There could be no better demonstration of Bhumisparsha’s mission than its first retreat, held over four days last December at the Thomasville Buddhist Center in Thomasville, North Carolina. The 21 participants included 9 people of color and ranged in age from 23 to 68 and in sexual orientation from heterosexual to queer, bisexual, and pansexual. There were more women than men, plus a few gender nonconformists. Billed as “Healing the Heart of the South,” the retreat explored racism, racial violence, and community-based trauma—not the usual Buddhist fare. The central practice, chöd, was also an unexpected choice.

A rigorous Tibetan Buddhist method for cutting through ego, chöd is often practiced in cemeteries and other fearsome places. It turns out there were plenty of ghosts for practitioners to work with: behind the center was a former plantation.

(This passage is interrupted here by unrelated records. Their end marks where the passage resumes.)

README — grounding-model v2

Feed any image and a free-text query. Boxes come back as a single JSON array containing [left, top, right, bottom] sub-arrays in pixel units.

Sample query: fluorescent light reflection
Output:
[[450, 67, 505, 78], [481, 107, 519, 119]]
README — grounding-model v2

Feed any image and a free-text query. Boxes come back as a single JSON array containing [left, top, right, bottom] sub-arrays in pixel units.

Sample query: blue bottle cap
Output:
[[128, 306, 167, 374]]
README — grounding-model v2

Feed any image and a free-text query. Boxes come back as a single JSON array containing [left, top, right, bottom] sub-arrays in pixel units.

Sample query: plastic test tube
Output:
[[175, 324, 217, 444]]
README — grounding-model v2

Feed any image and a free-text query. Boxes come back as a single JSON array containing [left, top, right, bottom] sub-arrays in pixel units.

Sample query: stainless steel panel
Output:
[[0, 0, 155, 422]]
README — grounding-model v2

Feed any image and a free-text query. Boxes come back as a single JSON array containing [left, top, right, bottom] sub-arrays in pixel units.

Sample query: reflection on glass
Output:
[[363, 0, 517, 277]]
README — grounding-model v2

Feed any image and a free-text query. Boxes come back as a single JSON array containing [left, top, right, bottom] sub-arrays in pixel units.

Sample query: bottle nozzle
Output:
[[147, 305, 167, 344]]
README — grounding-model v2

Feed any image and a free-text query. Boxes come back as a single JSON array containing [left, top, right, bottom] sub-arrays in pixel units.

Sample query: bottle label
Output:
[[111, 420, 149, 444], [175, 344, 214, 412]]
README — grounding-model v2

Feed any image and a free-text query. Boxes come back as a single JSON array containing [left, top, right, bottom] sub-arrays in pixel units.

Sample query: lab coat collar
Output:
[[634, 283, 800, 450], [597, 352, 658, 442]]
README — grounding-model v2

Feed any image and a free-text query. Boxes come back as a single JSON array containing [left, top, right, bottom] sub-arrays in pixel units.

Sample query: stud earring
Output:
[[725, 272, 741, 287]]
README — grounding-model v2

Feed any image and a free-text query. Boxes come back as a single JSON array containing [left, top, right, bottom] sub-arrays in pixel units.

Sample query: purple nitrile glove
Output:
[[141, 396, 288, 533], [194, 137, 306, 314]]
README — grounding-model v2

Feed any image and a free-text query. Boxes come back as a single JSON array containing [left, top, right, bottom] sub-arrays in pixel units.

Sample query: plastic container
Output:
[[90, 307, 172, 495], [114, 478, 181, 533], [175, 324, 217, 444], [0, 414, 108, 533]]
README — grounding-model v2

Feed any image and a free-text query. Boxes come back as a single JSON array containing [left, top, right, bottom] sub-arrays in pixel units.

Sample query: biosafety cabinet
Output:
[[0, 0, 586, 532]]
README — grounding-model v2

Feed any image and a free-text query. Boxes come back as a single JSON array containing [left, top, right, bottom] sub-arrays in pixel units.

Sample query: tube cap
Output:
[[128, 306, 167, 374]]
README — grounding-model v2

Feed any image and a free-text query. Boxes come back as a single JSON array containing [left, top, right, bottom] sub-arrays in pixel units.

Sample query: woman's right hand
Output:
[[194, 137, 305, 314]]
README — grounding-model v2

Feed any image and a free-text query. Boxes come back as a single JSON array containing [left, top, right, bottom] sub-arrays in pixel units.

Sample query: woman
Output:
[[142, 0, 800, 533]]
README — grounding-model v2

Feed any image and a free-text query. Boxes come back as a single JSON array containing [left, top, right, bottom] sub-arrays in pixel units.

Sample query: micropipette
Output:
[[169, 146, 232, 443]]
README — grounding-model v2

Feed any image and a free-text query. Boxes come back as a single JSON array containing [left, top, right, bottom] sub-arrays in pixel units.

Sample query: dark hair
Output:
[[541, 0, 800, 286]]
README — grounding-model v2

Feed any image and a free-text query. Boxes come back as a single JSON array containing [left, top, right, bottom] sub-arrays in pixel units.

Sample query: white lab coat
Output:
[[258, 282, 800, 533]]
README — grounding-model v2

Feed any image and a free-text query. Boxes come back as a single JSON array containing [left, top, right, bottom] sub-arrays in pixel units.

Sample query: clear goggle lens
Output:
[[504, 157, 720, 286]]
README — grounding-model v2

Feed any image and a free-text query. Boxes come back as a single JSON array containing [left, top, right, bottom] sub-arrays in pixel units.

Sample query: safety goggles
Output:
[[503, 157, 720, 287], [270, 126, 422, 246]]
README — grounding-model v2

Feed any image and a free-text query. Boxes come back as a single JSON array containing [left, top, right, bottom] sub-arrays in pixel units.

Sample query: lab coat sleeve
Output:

Early buzz about Bhumisparsha is encouraging, but Lama Rod and Justin remain cautious about the future. They insist on calling the sangha “a huge experiment,” inviting both input and criticism to help it grow. Neither intends to be the sole guiding force going forward. Both plan to keep their day jobs, and as the community evolves, leadership and teaching will be shared. For the moment, Bhumisparsha is content to be a refuge—albeit one that isn’t afraid to disrupt the status quo.

Correction (06/11): An earlier version of this article stated that Lama Rod Owens was the guiding teacher for the Boston Radical Dharma Collective at the time of publication. But he has not held that position in more than a year, and the group has since dissolved.